Despite taking Thursday’s vote by more than a 2-to-1 margin, opponents of Arlington’s seasonal ban on gas-powered leaf blowers, which was passed at Town Meeting in April, fell 241 “No” votes shy of repealing the ban.
State law required opponents to get at least 5,780 “No” votes, which represents 20 percent of Arlington’s 28,898 registered voters, in order to overturn the action of Town Meeting. Instead, they got 5,539, or roughly 68 percent of the 8,158 votes cast. There were 2,619 “Yes” votes.
Thursday’s Special Election had 28 percent voter turnout overall. By comparison, April’s Town Elections, which featured hotly contested races for both the Board of Selectmen and School Committee, as well as numerous Town Meeting member races due to redistricting, had about a 26 percent turnout.

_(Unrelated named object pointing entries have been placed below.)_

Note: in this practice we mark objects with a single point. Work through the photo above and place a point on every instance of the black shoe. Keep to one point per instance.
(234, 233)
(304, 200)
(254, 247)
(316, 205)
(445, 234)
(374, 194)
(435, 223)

Polls were only open from 2 to 8 p.m. for the Special Election, instead of the normal 8 a.m. to 8 p.m. However, 1,402 absentee ballots were cast before Thursday’s vote.
A microburst also hit East Arlington Wednesday evening, downing trees and wires and knocking out power to a solid portion of the area.
Of Arlington’s 21 precincts, only Precinct 8, which runs along Pleasant Street (Route 60) from Arlington Center to Route 2, had more “Yes” votes than “No” votes on Thursday, 235-233. Precinct 13, which borders Winchester, was also notable, with a 44 percent turnout and 84 percent of those voters opposing the ban.
The special election was triggered by a citizen petition, not the Board of Selectmen. It was expected to cost the town between $25,000 and $30,000, according to Town Manager Adam Chapdelaine.
Residents were asked to vote on the following question:
“Shall the town vote to approve the action of the representative town meeting whereby it was voted to amend the Town Bylaws to prohibit the use of gas-powered leaf blowers on private property between May 15th and October 15th by a vote of 95 in the affirmative to 85 in the negative.”